Cash is deemed a liquid asset because it can be effortlessly accessed and used to buy approximately anything. Liquidity, consequently, refers to how rapidly and simply an investment can be changed to cash.
- In case of emergencies, there must be an amount of capital assigned to an investment that can be effortlessly converted to cash.
- A savings account is more liquid able than a property as it is easier to convert to cash, whilst the property takes time to sell.
- Many shares on the stock market are deemed fairly liquid because they can be effortlessly sold to other traders in the market.
Taxation / Tax Implications
Tax is an obligatory fee that citizens should pay to the government.
- Different investments contain different tax rates.
- The investor should deem income tax implications to secure a high net after-tax return.
- A good investment should generate a good after-tax income.
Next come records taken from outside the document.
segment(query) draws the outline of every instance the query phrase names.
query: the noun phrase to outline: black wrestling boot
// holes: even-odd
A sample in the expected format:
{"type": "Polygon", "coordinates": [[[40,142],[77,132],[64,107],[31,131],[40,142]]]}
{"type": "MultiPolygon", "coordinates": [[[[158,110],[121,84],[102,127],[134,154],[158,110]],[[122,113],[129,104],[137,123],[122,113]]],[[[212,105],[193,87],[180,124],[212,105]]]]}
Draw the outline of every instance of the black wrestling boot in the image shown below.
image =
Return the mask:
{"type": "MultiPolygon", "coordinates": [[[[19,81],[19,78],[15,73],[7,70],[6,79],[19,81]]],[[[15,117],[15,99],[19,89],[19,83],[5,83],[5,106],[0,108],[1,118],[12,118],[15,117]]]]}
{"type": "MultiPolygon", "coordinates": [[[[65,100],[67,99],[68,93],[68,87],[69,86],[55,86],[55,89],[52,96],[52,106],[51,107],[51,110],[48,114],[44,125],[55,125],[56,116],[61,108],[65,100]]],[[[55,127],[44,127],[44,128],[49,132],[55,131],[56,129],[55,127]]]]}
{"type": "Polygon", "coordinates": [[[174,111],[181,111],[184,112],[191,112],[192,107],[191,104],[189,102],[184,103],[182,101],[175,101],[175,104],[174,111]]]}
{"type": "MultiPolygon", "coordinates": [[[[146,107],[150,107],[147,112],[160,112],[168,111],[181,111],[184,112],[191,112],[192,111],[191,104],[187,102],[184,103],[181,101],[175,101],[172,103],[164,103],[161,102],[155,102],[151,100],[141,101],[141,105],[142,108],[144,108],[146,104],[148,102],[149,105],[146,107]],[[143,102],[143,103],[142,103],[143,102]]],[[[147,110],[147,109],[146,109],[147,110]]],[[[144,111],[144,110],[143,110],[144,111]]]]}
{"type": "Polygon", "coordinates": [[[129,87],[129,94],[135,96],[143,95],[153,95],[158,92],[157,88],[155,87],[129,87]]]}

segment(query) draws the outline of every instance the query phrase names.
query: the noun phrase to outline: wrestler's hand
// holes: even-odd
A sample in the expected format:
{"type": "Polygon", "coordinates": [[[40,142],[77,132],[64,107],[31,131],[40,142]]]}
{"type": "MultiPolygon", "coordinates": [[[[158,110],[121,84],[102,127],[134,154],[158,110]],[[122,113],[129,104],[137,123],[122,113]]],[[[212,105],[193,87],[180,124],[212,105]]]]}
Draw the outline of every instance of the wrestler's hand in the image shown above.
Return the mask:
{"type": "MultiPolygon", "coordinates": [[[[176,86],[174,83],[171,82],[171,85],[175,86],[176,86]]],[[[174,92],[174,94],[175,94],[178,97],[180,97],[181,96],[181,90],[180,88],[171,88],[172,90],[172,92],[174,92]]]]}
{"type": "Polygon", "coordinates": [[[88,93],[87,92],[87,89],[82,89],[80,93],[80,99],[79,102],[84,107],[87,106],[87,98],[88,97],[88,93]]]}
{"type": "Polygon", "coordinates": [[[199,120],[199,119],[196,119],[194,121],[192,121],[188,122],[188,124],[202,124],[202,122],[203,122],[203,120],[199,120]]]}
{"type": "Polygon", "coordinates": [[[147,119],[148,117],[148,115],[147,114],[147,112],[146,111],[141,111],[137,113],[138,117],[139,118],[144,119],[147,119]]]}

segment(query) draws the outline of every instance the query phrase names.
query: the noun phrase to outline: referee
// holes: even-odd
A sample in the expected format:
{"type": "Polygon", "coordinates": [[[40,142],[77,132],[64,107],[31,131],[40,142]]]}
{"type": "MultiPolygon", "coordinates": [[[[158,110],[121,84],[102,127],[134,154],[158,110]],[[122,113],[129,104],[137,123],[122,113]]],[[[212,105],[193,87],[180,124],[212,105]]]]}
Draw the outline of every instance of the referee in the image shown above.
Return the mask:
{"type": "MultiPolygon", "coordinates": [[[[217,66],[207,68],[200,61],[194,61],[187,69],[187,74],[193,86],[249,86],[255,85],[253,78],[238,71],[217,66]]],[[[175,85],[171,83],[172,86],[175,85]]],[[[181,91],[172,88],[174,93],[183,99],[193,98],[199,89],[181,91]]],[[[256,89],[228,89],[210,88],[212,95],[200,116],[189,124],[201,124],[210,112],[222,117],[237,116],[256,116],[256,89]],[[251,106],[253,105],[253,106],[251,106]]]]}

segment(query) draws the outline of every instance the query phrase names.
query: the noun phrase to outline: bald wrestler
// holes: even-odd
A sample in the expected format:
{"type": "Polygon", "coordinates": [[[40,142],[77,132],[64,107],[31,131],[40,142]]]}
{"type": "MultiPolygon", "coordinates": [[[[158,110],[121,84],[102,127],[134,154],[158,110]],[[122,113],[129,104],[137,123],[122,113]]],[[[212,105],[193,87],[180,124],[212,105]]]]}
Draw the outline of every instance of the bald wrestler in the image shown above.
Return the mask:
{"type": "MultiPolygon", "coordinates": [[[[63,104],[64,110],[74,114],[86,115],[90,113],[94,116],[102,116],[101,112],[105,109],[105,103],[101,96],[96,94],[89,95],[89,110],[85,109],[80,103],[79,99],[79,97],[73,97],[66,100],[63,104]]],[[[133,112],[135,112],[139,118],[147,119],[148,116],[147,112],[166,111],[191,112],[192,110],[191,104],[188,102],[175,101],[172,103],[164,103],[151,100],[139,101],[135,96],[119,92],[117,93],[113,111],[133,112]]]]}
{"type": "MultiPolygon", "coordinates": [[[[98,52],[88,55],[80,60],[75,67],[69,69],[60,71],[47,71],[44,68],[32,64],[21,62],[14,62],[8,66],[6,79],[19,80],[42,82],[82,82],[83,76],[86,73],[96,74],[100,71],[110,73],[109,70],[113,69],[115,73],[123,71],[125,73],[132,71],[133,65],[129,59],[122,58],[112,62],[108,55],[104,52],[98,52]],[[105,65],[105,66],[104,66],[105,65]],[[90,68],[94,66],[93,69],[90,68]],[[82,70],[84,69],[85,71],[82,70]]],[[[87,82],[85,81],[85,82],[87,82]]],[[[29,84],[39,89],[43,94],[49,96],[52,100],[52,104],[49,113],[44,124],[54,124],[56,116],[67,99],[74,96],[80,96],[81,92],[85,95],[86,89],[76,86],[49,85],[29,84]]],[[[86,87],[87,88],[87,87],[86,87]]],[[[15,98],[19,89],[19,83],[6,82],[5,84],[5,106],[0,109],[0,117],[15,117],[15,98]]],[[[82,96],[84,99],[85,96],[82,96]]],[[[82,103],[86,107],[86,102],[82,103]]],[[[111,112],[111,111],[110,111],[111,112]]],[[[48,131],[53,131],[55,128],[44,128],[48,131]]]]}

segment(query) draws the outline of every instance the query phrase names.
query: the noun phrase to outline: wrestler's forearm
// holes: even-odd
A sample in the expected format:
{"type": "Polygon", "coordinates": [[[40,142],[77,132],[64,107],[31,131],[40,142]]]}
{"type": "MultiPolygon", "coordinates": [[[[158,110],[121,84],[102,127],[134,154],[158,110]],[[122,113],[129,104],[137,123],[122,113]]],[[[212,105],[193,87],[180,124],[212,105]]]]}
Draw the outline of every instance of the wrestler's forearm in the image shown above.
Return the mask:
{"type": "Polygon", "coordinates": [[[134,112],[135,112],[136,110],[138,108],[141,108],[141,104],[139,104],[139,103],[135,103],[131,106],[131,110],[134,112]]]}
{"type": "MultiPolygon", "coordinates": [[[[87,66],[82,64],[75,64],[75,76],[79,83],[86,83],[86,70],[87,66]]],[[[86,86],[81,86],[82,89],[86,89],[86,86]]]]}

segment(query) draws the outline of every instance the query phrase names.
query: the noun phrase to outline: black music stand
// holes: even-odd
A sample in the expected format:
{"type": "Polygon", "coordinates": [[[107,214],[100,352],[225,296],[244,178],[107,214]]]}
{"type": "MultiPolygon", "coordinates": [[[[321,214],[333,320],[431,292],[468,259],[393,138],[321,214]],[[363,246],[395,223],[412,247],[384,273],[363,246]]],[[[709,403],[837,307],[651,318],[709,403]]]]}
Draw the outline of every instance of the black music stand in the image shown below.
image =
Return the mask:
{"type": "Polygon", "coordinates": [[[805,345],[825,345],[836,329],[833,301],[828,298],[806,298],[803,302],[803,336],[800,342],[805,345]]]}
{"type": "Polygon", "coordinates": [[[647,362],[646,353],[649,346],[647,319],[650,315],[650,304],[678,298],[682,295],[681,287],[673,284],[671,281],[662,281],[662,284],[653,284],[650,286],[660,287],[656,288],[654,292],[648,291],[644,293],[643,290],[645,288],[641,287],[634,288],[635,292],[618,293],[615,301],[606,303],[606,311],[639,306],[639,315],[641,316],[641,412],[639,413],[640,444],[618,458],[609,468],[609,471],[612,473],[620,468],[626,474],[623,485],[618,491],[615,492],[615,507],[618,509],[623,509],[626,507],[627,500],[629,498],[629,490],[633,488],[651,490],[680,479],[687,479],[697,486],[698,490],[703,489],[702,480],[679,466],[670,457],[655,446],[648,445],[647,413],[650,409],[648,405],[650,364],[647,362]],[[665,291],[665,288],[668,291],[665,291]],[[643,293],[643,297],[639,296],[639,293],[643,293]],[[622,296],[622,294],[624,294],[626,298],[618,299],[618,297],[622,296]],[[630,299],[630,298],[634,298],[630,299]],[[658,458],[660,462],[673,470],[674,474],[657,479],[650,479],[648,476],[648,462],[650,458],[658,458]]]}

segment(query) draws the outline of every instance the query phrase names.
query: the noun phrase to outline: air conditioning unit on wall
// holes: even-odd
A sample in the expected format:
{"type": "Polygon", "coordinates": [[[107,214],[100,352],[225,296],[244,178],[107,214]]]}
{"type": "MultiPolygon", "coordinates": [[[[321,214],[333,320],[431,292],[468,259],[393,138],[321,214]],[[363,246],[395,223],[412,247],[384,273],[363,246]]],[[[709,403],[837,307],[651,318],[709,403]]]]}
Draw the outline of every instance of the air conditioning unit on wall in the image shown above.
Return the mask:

Inflation is the incessant rise in the prices of all-purpose goods and services, which leads to a reduction in the value of money. The inflation rate is a percentage that is computed yearly to calculate the rise of the average price of goods and services in the economy.
- When the inflation rate increases, the purchasing power of consumers reduces.
- A good investment must have a return on investment that is superior to the inflation rate.
- Some investments for instance property and shares are positively affected by inflation. Their value can enlarge as inflation rises.
The investor’s budget implies the amount of capital that the investor possesses.
- Investors should budget for unanticipated costs.
- The budget must provide for emergencies, savings, and investments.
- Investors can choose how much of their surplus money can go to investments.